Building a Modern Security Engineering Organization
October 24, 2016
Over the past decade, the world has fundamentally changed in a variety of ways, with huge implications for
business. We’ve seen the rise of transformational new technologies, for instance, such as cloud, mobile, and
big data. When it comes to running a modern security engineering team that keeps your business secure, three changes have been particularly important: speed to market, continuous deployment, and increasing the cost of the attack.
Speed to Market Taxes Security
For starters, things move a lot faster than they used to. Code that once took weeks or even months to deploy
can now go into production almost instantaneously. Plus, we’ve got the added complexity of having more
people with access to production systems than ever before as the responsibilities of development and operations teams merge. Last but not least, the cost of launching attacks has dropped significantly, making it a lot easier for hackers to target companies.

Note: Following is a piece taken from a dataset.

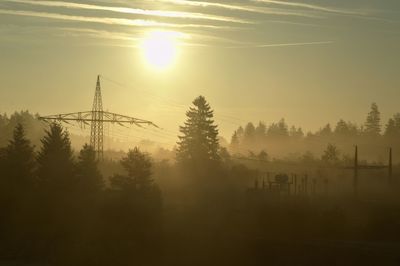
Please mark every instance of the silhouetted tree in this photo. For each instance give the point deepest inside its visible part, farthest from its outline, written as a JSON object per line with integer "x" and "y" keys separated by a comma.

To adequately address these changes, today’s security engineering teams need to understand continuous
deployment and DevOps. Not only that, they need to figure out ways to drive up attack costs to make themselves a harder target for attackers.
Near Instantaneous Deployment is the New Norm
We’ve come a long way from the days of traditional waterfall, where deployment to production was often
months or even years away. In my previous role at Etsy as Director of Security Engineering, we were pushing
new code to production an average of 30 times a day. Additionally, we were constantly iterating in
production using feature flags, ramp ups, and A/B testing — something that’s been a game changer for
security requiring everyone to adopt a completely new mindset.
The control we thought we had was really just an illusion. Why? Because every practical development methodology results in shipping code with vulnerabilities in one way or another.
In the old deployment models, like waterfall, security functioned as a blocker to the business requiring sign
off before allowing anything to go into production. The shift to quicker deployment models is therefore often
scary to security teams. It feels like code is now going to be flying out the door without any degree of control.
But here’s the thing. The control we thought we had was really just an illusion. Why? Because every practical
development methodology results in shipping code with vulnerabilities in one way or another.
What makes continuous deployment a better and ultimately safer option is that it allows you to actually react
when those vulnerabilities are discovered. That’s critical given most customers’ growing demands and
expectations, particularly when issues arise.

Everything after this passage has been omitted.